About the job
Join Nagarro as a Senior Staff Engineer specializing in Python and LLM!
Are you ready to take your career to the next level? At Nagarro, we are looking for a talented engineer with over 7.5 years of experience to design and optimize applications powered by cutting-edge Large Language Models (LLMs).

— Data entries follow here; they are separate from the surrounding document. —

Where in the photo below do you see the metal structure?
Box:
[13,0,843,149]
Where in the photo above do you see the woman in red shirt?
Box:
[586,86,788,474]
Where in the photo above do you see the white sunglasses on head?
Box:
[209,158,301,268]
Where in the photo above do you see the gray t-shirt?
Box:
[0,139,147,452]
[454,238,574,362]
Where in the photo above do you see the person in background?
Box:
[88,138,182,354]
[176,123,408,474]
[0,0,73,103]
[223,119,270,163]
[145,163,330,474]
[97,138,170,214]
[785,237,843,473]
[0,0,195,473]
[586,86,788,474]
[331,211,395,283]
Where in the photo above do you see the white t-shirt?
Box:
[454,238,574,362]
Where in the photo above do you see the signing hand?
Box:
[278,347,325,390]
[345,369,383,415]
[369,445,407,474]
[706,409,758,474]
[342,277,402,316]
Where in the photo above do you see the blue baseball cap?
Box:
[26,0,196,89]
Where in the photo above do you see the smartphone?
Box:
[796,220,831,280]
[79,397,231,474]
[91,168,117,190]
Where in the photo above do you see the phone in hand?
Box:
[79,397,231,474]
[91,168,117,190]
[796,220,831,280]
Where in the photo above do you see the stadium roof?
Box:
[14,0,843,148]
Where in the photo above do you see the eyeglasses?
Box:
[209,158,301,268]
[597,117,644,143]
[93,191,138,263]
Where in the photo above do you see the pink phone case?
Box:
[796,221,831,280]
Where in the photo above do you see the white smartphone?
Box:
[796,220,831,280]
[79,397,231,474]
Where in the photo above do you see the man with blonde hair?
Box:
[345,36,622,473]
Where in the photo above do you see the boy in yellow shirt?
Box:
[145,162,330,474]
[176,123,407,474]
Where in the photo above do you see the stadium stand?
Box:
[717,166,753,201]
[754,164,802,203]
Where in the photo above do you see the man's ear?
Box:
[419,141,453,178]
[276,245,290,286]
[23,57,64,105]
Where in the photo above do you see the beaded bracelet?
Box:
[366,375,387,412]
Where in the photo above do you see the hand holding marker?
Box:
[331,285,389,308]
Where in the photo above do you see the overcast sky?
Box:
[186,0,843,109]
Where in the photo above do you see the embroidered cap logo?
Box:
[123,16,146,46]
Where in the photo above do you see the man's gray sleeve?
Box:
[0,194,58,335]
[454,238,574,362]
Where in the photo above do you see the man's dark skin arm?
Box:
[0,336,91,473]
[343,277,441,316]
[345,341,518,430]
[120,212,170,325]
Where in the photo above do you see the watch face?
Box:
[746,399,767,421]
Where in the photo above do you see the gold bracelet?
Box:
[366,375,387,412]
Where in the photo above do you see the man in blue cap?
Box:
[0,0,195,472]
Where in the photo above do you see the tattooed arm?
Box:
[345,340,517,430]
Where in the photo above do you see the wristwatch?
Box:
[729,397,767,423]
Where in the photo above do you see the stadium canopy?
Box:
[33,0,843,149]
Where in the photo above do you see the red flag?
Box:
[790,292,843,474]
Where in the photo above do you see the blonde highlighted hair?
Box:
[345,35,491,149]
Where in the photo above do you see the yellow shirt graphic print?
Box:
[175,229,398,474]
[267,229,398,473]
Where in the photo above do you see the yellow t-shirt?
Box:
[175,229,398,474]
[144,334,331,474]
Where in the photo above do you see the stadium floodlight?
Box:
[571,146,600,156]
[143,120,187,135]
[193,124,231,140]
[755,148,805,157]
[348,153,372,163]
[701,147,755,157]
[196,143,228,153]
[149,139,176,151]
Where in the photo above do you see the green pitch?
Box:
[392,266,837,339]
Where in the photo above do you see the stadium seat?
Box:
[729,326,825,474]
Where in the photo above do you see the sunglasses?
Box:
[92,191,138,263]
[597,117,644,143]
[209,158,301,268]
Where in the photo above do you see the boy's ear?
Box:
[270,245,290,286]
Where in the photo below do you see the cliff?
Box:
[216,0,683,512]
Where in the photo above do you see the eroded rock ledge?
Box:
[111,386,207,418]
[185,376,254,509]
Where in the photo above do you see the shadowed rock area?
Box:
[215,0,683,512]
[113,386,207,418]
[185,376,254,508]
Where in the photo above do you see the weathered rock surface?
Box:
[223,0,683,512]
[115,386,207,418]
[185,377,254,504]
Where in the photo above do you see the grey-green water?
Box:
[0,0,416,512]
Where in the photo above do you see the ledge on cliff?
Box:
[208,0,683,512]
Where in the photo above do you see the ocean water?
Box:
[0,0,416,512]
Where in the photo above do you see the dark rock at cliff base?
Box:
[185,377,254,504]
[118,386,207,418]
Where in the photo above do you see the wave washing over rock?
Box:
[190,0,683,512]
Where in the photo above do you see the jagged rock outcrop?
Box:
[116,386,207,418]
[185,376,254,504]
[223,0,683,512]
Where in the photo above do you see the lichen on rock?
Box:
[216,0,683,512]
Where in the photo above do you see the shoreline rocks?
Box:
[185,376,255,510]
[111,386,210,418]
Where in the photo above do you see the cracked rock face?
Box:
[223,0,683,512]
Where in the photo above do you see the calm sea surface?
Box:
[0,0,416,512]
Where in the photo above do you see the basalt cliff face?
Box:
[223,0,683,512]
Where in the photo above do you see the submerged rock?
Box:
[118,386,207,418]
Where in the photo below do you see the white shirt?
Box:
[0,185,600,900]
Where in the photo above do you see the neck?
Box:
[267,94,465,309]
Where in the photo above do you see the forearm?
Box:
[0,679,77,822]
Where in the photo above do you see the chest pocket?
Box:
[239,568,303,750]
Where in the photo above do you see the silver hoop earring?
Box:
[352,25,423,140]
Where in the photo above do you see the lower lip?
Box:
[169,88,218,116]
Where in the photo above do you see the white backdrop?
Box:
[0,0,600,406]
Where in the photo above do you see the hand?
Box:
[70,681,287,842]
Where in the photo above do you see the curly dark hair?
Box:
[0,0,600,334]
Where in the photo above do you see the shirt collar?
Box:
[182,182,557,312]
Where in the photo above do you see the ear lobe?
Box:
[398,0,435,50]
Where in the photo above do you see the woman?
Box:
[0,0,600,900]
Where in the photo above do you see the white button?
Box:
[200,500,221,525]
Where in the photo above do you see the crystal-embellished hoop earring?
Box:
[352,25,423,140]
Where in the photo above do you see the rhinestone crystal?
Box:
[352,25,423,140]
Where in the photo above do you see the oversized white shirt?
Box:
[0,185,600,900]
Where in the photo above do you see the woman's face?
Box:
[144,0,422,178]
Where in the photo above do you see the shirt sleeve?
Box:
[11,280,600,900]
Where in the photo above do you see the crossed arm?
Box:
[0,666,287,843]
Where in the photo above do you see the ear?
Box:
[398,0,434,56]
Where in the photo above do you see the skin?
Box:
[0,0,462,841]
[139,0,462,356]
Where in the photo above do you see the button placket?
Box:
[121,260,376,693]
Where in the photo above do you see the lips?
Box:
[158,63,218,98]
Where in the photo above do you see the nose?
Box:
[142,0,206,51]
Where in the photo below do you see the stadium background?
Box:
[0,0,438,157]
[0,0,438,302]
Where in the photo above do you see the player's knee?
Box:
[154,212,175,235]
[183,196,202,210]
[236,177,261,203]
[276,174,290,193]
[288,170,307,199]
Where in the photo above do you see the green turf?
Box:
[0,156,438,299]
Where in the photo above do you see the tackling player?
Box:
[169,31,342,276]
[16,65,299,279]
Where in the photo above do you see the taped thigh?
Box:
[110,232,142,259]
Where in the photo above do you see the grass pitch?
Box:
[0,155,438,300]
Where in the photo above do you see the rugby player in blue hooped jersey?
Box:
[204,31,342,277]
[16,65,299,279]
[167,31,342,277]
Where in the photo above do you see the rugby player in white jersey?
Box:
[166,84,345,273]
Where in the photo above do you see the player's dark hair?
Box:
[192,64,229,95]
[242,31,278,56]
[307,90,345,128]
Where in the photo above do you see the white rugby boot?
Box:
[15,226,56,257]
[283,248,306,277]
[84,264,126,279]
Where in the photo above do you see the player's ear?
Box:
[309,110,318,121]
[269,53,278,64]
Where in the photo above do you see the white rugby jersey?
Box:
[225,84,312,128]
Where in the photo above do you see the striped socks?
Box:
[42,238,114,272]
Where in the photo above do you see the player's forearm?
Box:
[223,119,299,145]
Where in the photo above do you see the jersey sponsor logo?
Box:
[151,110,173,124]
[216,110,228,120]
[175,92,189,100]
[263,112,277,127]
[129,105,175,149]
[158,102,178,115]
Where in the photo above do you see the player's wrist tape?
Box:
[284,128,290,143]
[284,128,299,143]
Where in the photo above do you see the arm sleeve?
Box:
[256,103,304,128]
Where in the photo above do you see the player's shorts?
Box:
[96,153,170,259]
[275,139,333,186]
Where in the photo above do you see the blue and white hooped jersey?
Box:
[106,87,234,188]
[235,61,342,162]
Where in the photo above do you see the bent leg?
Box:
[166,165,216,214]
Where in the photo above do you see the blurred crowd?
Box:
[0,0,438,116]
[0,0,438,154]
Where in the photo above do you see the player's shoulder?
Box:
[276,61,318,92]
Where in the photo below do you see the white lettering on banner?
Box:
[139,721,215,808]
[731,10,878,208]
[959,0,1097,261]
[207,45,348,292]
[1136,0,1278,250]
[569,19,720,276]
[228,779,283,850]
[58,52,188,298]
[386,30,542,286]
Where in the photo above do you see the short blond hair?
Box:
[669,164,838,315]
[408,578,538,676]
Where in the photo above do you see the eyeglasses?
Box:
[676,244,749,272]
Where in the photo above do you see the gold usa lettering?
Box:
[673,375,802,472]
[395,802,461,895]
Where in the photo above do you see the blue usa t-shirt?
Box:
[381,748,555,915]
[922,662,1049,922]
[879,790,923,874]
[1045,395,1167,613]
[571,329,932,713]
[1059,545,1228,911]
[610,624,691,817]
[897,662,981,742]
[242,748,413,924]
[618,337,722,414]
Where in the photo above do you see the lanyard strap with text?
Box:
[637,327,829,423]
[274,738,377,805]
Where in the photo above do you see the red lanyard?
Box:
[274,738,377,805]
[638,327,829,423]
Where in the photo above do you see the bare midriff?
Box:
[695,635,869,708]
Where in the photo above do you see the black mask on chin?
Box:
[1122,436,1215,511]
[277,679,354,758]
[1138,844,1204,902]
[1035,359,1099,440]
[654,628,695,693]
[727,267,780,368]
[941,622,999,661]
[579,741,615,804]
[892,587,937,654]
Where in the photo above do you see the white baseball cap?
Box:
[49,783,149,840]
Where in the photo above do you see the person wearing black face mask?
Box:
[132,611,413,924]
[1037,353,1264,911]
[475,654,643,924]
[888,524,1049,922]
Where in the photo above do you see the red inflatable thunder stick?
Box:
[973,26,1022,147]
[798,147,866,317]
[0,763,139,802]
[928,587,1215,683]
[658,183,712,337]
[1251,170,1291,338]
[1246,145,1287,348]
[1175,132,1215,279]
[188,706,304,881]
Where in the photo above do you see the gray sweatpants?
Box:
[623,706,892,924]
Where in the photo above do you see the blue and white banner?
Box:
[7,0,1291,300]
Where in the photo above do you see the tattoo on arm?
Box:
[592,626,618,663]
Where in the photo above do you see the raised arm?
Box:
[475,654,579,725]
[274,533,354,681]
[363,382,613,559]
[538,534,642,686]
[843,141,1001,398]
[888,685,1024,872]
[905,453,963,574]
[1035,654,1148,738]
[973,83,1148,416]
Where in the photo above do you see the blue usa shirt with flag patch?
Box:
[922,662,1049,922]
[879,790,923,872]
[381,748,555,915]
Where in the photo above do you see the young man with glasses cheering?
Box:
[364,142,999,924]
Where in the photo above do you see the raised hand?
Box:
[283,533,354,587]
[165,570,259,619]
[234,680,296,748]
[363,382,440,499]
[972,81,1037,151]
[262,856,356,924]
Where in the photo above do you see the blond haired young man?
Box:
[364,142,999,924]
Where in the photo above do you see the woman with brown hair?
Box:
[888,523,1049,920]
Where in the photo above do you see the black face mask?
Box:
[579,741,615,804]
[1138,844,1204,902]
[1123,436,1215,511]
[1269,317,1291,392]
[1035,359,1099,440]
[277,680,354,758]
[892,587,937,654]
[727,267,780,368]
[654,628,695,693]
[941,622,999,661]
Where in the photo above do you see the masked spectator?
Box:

Your expertise in Python backend development and LLM engineering will be pivotal in delivering innovative solutions.
Key Responsibilities:
- Design, implement, and enhance LLM-powered applications using leading and open-source models.
- Develop advanced prompt engineering strategies and structured output pipelines.
- Build Retrieval-Augmented Generation (RAG) pipelines with hybrid search and custom retrieval strategies.
- Contribute to the development of multi-agent systems and autonomous AI workflows.
- Fine-tune and serve foundational models using LoRA/QLoRA and modern inference engines.
- Deploy and scale LLM workloads on GPU/TPU-based systems.
- Integrate multimodal models across various types of data including text, images, audio, and video.
- Establish evaluation pipelines for detecting hallucinations, ensuring factual accuracy, and quality scoring.
- Implement safety policies and moderation guardrails for AI systems.
- Build robust backend systems using FastAPI, microservices, and event-driven architectures.
- Optimize backend performance and reliability.
- Develop ingestion pipelines for document processing and semantic indexing.
- Deploy AI systems on cloud platforms and manage Kubernetes inference clusters.
- Establish CI/CD processes, automated testing, and model versioning.
Qualifications:
- Bachelor’s or Master’s degree in Computer Science, Information Technology, or a related field.
- At least 7.5 years of hands-on experience in LLM engineering and Python backend development.
- Expertise in LLM Application Frameworks, including Prompt Engineering with LLMs and FastAPI.
- Proven track record in building and deploying applications using advanced LLMs (e.g., GPT-4/5, Claude, Gemini, etc.).
- Strong experience with RAG pipelines, embeddings, prompt engineering, and multi-agent systems.
- Deep knowledge of model fine-tuning techniques like LoRA, QLoRA, PEFT, and adapters.
- Familiarity with vector databases such as Pinecone, Weaviate, Milvus, and FAISS.
- Strong understanding of cloud platforms (AWS, GCP, Azure) and containerization using Kubernetes.
- Excellent communication, collaboration, and problem-solving skills.